The principle is basically "to see what's going on", or "to have immediate
connection with what you are doing". Basically when you design something, you
have to try to think or simulate in your head what's going on. Bret wants to
remove that barrier so you don't have to think.

There's some great examples in the video where the principle is applied to
graphics, game design, electronics, programming etc.

------
DanBC
I am hopeless at math. This is something that I am ashamed of. But there are
people who seem to be proud of their ignorance; they're shocked if you haven't
read any Shakespeare but happily admit they can't do percentages.

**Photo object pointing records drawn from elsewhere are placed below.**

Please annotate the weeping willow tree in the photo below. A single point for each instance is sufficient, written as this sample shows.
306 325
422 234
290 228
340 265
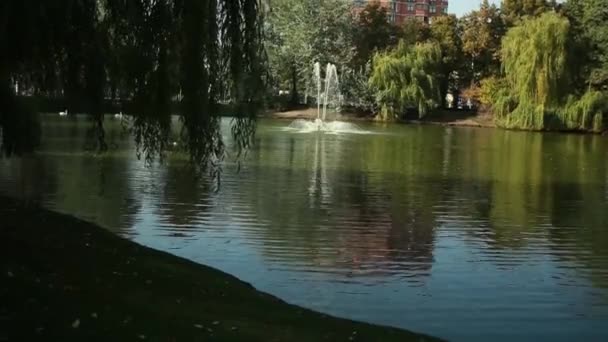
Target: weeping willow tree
538 92
154 56
406 78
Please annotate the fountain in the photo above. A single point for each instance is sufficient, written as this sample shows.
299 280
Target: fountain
328 95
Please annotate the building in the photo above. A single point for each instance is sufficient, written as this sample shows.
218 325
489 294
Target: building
400 10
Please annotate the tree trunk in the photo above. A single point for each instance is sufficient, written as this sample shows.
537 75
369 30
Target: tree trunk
294 85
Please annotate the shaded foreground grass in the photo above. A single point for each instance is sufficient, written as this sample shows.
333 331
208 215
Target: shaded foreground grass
64 279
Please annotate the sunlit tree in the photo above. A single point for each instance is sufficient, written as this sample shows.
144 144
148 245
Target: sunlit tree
406 78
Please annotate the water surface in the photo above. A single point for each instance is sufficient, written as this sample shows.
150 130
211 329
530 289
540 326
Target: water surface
466 234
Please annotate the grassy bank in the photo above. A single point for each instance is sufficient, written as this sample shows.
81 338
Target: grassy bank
444 117
63 279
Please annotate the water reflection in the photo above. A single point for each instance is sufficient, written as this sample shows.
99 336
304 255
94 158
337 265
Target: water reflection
402 227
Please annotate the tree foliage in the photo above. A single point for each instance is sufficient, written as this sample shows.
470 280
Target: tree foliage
589 19
300 33
406 78
538 93
446 33
144 52
373 32
516 9
482 31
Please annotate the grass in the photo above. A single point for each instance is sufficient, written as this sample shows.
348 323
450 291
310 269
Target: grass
63 279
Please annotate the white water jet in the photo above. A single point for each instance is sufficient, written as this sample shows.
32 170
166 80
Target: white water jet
328 95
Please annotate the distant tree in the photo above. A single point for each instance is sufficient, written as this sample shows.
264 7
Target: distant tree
414 31
406 78
373 32
81 51
538 93
299 33
516 9
445 32
482 31
590 25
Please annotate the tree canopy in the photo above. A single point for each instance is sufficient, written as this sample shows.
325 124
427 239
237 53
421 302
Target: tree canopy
537 64
405 78
153 55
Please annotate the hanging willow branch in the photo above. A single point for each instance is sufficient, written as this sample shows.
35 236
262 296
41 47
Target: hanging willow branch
157 57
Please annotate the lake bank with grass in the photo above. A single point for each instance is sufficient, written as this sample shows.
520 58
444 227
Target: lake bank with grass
70 280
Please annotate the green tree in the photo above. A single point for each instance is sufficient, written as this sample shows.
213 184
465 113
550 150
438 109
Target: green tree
590 23
373 32
414 31
516 9
82 50
407 78
482 31
445 32
302 32
539 93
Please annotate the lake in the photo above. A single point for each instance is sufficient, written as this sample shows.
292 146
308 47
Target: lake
463 233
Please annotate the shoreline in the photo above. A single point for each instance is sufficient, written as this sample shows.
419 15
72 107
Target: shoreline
444 118
66 279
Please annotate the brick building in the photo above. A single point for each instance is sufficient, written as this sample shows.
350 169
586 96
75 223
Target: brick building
399 10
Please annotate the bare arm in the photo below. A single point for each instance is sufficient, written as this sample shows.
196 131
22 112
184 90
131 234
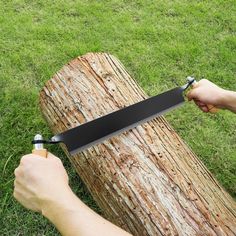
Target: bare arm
41 185
207 92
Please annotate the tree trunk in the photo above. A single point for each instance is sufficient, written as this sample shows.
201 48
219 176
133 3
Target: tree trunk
146 180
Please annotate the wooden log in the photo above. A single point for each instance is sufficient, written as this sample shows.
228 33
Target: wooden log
146 180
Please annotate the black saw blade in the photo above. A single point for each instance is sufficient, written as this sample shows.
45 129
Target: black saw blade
102 128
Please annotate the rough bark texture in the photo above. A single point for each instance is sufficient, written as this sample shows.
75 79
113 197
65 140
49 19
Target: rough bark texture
146 180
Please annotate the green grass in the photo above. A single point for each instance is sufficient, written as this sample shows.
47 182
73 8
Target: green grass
159 42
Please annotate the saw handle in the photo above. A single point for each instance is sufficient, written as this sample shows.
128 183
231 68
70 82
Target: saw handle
40 152
211 108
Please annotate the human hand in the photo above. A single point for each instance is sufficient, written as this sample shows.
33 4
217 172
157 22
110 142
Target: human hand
40 181
207 95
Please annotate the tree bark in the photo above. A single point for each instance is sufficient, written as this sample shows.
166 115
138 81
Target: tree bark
146 180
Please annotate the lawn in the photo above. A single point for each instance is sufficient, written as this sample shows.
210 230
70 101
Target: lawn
159 42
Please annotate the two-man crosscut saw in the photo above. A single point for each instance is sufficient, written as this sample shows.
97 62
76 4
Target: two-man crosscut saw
102 128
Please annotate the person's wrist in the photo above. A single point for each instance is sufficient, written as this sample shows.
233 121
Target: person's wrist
222 99
229 100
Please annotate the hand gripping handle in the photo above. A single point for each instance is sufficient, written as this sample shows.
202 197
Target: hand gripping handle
194 84
38 147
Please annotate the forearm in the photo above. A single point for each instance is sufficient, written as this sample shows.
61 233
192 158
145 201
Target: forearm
229 101
72 217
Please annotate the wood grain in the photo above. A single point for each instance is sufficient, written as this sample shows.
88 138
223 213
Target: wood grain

Will those people be helped by the author's approach? I don't know, but I
don't think so. These people will see a number and throw their hands up,
saying "Oh maths! I can't do sudoku, how do you expect me to do this!". This
attitude is not quite as prevalent in the UK as it used to be, but it's still
there. See, for example, the number of esoteric arts programmes on BBC
compared to the number of advanced science programmes. (I'm not aware of any
science programming that would be beyond an enthusiastic 14 year old. I do
know of hours of arts programming that is unashamedly elitist. Elitist is
fine, but it'd be great for some balance.)

What is needed is better maths education. (I finished school many years ago;
maybe things are different now.) Math is not blindly mashing numbers and
symbols and hoping for the best. Maths includes a large element of careful
thinking, exploring the problem, listing the known information, listing what
you want to find.

New techniques for using math would help reduce the gender inequality in math
results too.

Put the normal "more research needed" caveats around this, but: There's some
suggestion that girls use inefficient techniques and "just struggle through",
they manage to get correct results and so they don't get extra help. Boys tend
to just stop when it gets too laborious, and thus they get taught new better
techniques.

(<http://news.bbc.co.uk/1/hi/education/4587466.stm>)

------
tikhonj
This is an interesting idea, and I think his final analogy summed it up
perfectly: symbolic math _is_ like a command line. But I reject his assumption
that a command line is a bad interface. And that mirrors my thoughts on this
post: for the layperson, a GUI may indeed be better than a command line; for a
professional (a programmer) the reverse is true.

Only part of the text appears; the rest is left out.